Deshayes’s style is unconventional at best. Her mixes, like a well-tailored pant suit, are versatile and reflect Deshayes’ experimental nature. Suitable for a house party, a gallery opening or even to liven the monotony of study, her preference for French minimalism and European techno is evident of that infallible Parisian cool aesthetic that characterises much of Deshayes’ work. Her recent remix of C.A.R’s ‘Idle Eyes’ has a rawness of beat that sends one into the clubs of Berlin, and her preference for songs with simplicity and texture over complicated high-speed rhythms lend her mixes an atmospheric ability to explore and evolve rather than simply demonstrate. But this is not to say that Deshayes is limited in any such way. You only need to listen to her monthly mixes for France’s Rinse FM to find examples of her wide-ranging and innovative taste. From classic pop to hard rock, disco to punk, there is no genre left un-touched with Deshayes, no record unturned.

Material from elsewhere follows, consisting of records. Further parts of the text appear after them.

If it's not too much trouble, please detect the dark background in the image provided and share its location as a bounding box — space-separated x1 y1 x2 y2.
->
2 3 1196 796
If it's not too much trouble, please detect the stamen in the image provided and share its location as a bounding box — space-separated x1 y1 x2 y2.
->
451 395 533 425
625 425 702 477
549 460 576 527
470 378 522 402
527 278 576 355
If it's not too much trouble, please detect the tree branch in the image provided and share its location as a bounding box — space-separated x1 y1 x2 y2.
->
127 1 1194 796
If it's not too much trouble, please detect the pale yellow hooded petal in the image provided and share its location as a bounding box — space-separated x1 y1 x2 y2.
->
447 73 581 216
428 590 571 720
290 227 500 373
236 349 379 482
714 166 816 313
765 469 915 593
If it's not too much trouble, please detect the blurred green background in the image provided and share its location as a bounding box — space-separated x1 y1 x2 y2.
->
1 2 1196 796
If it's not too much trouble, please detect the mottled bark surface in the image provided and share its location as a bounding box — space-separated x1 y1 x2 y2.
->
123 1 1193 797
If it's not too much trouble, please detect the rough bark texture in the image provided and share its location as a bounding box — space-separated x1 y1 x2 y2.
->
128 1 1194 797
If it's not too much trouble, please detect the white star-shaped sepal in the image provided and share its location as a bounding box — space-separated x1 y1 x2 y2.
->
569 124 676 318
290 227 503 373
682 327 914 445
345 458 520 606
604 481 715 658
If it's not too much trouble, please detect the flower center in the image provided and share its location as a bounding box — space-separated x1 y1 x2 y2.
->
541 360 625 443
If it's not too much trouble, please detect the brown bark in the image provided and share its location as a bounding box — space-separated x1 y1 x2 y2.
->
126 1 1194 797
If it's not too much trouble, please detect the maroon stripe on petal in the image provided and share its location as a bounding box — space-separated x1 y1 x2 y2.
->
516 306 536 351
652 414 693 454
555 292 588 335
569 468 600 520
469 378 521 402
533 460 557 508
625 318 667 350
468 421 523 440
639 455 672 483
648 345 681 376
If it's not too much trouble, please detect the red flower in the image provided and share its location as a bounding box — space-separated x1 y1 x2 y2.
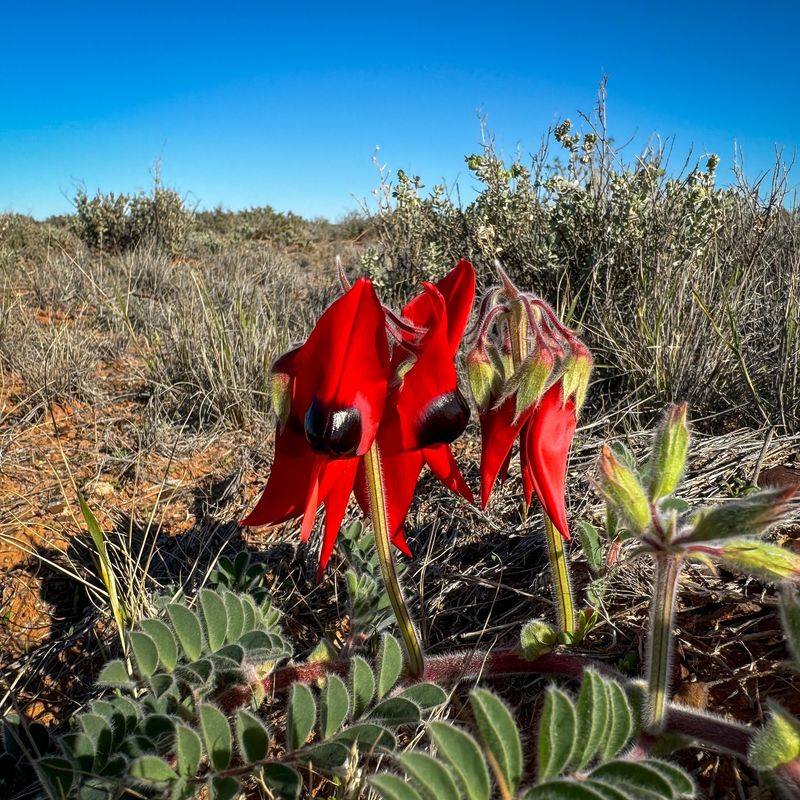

What sets Deshayes apart from other young DJs however is her work with fashion. Having walked down the catwalk herself for French brands Jacquemus and Vetements, she now largely scores the performances. Her work for Vetement’s Spring/Summer 16 collection was a testimony to what she called in an interview with Purple Magazine “sound design”. The walk depicts eclectic pieces being showcased against a back drop of classical music, which then swung into a more tribal jungle beat, before punching into a heavy metal track. The sudden changes in genre, though somewhat jarring if listened to on its own, was the perfect accompaniment to the bold, cutting-edge and distinctively contemporary couture of Vetements. Widely sought after for parties by notable brands such as Hermes and Lacoste, this fashionable venture of Deshayes provides an interesting insight into the interaction between the visual and the musical. In a technological age where the music video is becoming more and more recognized as a means of expression, Deshayes gives us insight into a relationship that may come to define the future of music and fashion.
Deshayes is the best friend we wish we all had. Having recently played at London’s Ministry of Sound, it seems that Deshayes’ international reputation is only growing day-by-day. I am still waiting with baited breath for a release date of her rumoured EP, but when it does arrive, I know we can expect something weird, wild and wonderful.